This Article is From Aug 19, 2014

Fate of Gaza Truce in Balance as Toll Tops 2,000

Fate of Gaza Truce in Balance as Toll Tops 2,000

Smoke rises following what witnesses said was an Israeli air strike in Gaza City August 9, 2014.

Gaza City: The Gaza death toll rose above 2,000 on Monday as the clock ticked towards a midnight deadline and negotiators in Cairo strove to forge a decisive end to weeks of bloodshed.

As millions in and around Gaza enjoyed an eighth day of calm brought on by two back-to-back truces, tensions were once again on the rise ahead of a new deadline ending a five-day ceasefire which expires at 2100 GMT.

Israeli Prime Minister Benjamin Netanyahu warned that Israel will hit back hard if Palestinian rocket attacks from Gaza resume.

"We are ready for all scenarios... the army is ready to respond with force if the firing (of rockets) resumes," he said in a meeting with Defence Minister Moshe Yaalon.

There is little sign of any workable consensus emerging from ongoing talks between Israeli and Palestinian negotiators in Cairo.

The warring parties have just hours left to either reach an agreement, accept a further extension or risk a resumption of the fighting which has wreaked destruction across the densely populated Mediterranean coastal enclave.

The aim is to broker a long-term arrangement to halt more than a month of bloody fighting which erupted on July 8, although both sides have largely lowered their guns since August 4 thanks to a series of temporary truces.

Ahead of the deadline, Palestinian president Mahmud Abbas was travelling to Doha for talks with exiled Hamas chief Khaled Meshaal and the Qatari emir.

Qatar is a key backer of Hamas, the de facto ruler of Gaza.

As diplomatic efforts intensified, Gaza's health ministry said the death toll from the fighting rose above 2,000 as more people died of their wounds.

The figures showed 2,016 people had been killed and 10,196 wounded.

Among the dead were 541 children, 250 women and 95 elderly men.

Separately, the Israeli army confirmed that five of its 64 dead soldiers were killed by "friendly fire".

'No positive results'

Despite concern over the looming deadline, the streets of Gaza City were bustling with women and children shopping for food as men sat outside in the shade.

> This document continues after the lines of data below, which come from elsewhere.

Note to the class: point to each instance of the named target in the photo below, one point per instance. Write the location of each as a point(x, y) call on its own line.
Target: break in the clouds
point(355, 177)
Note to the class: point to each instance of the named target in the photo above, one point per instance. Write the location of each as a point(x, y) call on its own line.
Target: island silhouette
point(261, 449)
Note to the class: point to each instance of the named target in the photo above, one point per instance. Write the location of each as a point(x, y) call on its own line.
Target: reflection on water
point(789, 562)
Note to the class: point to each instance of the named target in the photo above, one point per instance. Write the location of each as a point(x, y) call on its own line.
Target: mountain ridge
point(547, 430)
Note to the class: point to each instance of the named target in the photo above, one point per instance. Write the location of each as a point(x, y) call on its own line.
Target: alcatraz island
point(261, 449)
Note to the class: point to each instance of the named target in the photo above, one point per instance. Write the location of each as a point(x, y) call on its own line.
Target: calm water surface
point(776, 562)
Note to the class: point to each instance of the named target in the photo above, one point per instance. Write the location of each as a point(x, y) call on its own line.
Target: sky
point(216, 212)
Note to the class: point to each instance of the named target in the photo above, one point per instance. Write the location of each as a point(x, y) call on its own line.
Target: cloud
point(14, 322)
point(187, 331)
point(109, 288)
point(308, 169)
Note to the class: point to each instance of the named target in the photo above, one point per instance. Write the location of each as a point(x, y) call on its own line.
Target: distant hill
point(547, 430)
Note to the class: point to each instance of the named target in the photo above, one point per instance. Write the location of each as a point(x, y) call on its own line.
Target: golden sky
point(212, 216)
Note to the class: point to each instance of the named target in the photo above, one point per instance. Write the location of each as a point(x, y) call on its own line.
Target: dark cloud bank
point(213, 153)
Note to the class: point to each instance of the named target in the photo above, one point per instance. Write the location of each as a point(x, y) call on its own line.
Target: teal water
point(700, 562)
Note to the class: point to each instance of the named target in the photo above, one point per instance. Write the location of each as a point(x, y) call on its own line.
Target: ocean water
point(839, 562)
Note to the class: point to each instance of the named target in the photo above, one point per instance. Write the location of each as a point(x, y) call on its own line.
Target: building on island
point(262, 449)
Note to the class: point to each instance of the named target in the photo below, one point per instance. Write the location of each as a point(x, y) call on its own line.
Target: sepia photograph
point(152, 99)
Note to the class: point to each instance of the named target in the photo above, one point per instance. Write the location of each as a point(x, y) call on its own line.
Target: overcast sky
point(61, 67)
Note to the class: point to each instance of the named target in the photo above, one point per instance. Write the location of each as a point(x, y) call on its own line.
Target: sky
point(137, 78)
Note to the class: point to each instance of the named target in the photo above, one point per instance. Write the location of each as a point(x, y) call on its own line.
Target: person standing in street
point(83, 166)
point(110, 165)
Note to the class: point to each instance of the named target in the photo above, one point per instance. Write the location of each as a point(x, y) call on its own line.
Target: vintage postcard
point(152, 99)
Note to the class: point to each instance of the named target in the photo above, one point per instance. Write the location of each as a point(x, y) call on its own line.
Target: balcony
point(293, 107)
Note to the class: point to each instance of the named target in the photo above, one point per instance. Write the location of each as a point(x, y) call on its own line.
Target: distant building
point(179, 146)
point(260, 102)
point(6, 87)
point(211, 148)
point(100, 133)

With the negotiations in their final stretch, meetings at the Egyptian intelligence headquarters resumed at 1200 GMT, but there was little indication that either side was willing to back down on its demands.

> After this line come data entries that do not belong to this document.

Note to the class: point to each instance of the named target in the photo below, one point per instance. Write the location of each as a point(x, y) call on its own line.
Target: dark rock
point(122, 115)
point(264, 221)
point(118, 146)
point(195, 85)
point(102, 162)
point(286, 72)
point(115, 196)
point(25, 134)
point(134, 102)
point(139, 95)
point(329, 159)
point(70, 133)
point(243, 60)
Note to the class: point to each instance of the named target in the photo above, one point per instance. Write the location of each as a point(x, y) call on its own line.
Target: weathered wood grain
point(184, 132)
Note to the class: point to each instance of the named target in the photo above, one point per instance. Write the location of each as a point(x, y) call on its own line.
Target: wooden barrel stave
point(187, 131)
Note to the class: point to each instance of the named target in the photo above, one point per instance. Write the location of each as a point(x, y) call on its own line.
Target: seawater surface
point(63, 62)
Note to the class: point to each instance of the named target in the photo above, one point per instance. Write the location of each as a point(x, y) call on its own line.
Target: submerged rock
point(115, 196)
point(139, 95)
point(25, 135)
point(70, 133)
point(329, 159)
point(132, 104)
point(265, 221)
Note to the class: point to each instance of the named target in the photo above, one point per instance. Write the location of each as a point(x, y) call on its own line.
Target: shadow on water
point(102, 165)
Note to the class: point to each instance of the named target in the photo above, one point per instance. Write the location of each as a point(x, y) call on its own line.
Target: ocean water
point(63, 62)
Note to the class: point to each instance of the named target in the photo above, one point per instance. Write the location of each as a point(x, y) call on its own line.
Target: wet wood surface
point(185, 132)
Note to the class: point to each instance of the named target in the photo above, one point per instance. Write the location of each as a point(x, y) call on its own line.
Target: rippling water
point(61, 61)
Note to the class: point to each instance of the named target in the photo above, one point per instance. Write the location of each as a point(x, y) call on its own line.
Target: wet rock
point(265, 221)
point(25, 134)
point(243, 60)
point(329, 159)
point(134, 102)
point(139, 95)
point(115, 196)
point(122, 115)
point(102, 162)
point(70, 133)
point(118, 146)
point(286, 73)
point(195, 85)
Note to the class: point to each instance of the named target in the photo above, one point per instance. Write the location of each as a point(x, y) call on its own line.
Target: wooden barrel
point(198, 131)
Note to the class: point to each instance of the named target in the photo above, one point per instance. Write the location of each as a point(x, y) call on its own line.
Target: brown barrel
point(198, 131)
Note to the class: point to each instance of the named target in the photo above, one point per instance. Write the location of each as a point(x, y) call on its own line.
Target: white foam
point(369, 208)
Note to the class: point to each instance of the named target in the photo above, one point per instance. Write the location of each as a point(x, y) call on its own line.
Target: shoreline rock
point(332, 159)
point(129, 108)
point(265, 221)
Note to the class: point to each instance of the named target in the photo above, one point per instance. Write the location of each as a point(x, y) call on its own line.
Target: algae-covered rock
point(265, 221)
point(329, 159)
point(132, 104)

"The fifth day of the ceasefire and the negotiations between the resistance and the Zionist enemy ends today," Hamas's exiled deputy leader Mussa Abu Marzuk wrote on Facebook shortly before the talks began.

"No positive results until now. Everything will be decided on the ground."

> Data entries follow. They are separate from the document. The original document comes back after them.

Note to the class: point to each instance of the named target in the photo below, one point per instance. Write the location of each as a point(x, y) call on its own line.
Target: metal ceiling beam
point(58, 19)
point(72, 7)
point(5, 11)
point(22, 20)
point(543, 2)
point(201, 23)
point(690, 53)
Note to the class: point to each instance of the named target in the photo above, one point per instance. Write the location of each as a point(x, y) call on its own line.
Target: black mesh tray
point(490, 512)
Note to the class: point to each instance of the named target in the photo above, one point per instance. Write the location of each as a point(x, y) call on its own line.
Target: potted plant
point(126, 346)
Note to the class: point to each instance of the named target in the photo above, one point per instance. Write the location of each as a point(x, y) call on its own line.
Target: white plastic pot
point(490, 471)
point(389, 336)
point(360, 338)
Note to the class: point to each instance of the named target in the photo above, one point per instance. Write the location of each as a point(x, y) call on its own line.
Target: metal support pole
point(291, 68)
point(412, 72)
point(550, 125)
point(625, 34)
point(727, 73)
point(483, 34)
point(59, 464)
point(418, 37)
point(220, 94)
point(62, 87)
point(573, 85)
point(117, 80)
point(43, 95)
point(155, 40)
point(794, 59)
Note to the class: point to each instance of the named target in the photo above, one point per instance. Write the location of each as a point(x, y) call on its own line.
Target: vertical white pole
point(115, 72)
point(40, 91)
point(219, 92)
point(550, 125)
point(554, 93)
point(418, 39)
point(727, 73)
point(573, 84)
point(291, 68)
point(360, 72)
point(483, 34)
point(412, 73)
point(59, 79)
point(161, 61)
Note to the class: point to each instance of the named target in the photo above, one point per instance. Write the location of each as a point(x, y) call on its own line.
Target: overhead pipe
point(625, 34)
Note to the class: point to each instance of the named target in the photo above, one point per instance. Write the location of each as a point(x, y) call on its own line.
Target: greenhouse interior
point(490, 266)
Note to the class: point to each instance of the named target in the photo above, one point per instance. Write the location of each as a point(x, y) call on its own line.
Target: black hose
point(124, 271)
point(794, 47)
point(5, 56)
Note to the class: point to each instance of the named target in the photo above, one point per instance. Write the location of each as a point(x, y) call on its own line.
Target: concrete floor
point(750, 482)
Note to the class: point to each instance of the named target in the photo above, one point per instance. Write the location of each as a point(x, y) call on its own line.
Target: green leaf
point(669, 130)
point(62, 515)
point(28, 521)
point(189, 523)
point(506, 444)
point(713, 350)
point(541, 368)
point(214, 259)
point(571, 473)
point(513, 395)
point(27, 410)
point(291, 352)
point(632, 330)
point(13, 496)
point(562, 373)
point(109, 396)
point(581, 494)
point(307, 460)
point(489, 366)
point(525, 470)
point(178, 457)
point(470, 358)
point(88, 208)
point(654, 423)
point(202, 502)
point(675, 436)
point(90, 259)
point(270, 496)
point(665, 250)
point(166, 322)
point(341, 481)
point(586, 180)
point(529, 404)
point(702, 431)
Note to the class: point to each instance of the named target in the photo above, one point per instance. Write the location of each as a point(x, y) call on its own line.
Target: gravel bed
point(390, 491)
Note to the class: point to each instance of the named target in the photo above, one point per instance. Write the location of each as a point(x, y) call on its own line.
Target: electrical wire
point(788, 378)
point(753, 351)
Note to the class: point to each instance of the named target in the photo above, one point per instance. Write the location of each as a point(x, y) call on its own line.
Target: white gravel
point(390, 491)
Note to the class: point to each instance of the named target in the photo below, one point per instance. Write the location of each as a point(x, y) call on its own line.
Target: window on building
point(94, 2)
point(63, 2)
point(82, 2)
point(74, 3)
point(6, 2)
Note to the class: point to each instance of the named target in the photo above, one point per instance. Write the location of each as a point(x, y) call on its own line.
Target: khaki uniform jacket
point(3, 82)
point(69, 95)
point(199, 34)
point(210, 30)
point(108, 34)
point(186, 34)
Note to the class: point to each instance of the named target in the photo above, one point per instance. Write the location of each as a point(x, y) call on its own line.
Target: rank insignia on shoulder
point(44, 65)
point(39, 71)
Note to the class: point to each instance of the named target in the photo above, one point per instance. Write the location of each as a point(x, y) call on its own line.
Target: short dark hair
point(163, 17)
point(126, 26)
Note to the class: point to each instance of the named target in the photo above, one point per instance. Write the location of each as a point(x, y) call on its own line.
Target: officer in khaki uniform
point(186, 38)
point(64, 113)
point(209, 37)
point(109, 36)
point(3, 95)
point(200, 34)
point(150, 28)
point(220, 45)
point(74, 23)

Netanyahu has said Israel would only accept an agreement which contained "a clear answer" to its security needs, while Hamas has insisted there will be no deal without an end to Israel's eight-year blockade on Gaza.

Following talks with Meshaal in Doha, Abbas will travel to Cairo later in the week to meet Egyptian President Abdel Fattah al-Sisi, a Palestinian official told AFP.

In Israel, in the absence of concrete information emerging from the talks, most commentators were pessimistic about the an agreement by midnight, saying the gaps are simply too big.

Economy Minister Naftali Bennett, a hardline member of the security cabinet, said Israel should "immediately" abandon its attempt to talk, albeit indirectly, with Hamas.

"We have to stop the negotiations... and take our fate into our own hands, based on very simple parameters: humanitarian aid 'yes', terror 'no'," he told army radio.

"We do not conduct negotiations, not even indirectly, with people who use terror against us directly."

Unilateral easing

In an indication Israel was shifting its thinking away from a negotiated truce agreement, it began implementing a series of unilateral measures to ease conditions in Gaza.

On Sunday, Israel said it had lifted a total ban on fishing which had been in place since July 8, allowing boats to go out to sea for up to three nautical miles.

Down at the fishing port, a few fishermen could be seen taking their boats out for an early catch, although they kept close to shore, well within the new limit, an AFP correspondent said.

The talks are centred on an Egyptian proposal for a lasting ceasefire, which postpones discussions on the thorniest issues, such as Hamas demands for a seaport and airport in Gaza, for another month.

Negotiations on exchanging the remains of two Israeli soldiers for the release of Palestinian prisoners would also be delayed for a month.

Meanwhile, Israel's Shin Bet internal security agency confirmed that between May and August it had arrested 93 Hamas activists in the West Bank and annexed east Jerusalem, 46 of whom were interrogated by the agency.

It also said it confiscated 600,000 shekels ($170,000/128,000 euros) from the Islamist movement's coffers, along with 24 rifles, six pistols, seven rocket launchers and a lot of ammunition.